Johnny Depp vs. Amber Heard: la batalla de divorcio hecha meme

Foto: Jim Lo Scalzo/Pool Photo via AP

Entremedio del mar de noticias que remecen al mundo, el juicio por difamación entre dos actores hollywoodenses pareciera haberse convertido en placer culpable. ¿Qué es lo que tiene esta batalla legal tan poco pudorosa convertida en una adicción?



Vivíamos al borde de un volcán emocionante. No es fácil estar casado o vivir conmigo. Yo explotaba de forma violenta alrededor de dos veces al año. Ella también lo hacía. Era grandioso. Pero también era un asesinato”.

Richard Burton recordaba así sus dos matrimonios y respectivos divorcios con Elizabeth Taylor; una de las parejas más glamorosas de la historia de Hollywood, cimentó en leyenda sus míticas peleas, agregando esa violencia al envoltorio de glamour en el que siempre serán recordados.

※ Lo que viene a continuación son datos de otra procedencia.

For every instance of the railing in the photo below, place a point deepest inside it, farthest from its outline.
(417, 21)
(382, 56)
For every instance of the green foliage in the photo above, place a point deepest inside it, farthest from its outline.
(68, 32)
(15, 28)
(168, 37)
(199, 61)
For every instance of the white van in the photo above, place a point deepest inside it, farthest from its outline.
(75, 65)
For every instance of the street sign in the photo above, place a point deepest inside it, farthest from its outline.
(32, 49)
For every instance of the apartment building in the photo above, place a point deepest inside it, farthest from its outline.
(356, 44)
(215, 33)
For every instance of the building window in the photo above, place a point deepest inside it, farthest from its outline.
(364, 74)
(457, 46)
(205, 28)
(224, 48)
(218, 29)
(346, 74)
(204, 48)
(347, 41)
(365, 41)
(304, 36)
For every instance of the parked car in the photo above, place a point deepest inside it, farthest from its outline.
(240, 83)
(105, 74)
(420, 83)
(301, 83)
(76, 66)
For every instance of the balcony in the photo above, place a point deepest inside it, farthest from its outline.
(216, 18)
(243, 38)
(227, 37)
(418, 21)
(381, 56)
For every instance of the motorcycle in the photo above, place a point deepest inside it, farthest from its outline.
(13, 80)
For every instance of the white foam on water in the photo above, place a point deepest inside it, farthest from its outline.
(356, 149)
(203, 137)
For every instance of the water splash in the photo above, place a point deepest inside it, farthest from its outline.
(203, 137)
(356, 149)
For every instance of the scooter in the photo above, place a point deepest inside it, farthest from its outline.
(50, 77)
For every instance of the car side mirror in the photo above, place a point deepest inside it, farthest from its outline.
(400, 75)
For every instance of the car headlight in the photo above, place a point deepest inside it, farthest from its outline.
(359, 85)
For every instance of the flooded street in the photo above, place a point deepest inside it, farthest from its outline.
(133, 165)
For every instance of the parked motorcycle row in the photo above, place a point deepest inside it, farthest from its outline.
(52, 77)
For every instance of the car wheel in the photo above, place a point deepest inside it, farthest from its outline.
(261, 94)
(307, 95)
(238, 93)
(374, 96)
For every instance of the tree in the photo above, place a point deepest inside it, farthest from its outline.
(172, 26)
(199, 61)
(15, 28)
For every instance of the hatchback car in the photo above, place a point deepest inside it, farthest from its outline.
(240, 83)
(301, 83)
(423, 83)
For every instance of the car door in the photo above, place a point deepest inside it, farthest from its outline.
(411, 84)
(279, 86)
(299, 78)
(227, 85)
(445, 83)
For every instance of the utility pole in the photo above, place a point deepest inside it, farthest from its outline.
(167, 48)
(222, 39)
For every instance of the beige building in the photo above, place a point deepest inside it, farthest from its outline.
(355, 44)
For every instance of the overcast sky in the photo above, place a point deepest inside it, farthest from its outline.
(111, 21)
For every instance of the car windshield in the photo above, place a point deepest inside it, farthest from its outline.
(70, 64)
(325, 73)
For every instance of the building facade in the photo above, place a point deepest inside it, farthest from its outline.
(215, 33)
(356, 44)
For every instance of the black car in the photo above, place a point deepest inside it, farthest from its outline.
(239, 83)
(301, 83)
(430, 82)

Otros tiempos, claro, en cuanto a la normalización de la violencia, como en lo que significa ser una estrella. Hemos visto divorcios y divorcios en Hollywood, desde un Allen versus Farrow que hasta hoy, cada ciertos años, resucita; al de Brangelina, donde siguen judicializando la custodia de sus múltiples hijos, pero la prensa se entera solo entre susurros y trascendidos. Los trapos sucios no siempre se han lavado en casa, pero ese muro invisible que nos separa a los mortales de estos humanos enrarecidos que son las estrellas de Hollywood se mantenía de alguna forma en pie, dejándonos asomarnos a veces a sus miserias y conflictos para un consumo casi morboso y también tranquilizador: en sus mansiones, en sus cuerpos y caras perfectas, detrás de su brillo en pantallas gigantes, los famosos son como nosotros: caóticos.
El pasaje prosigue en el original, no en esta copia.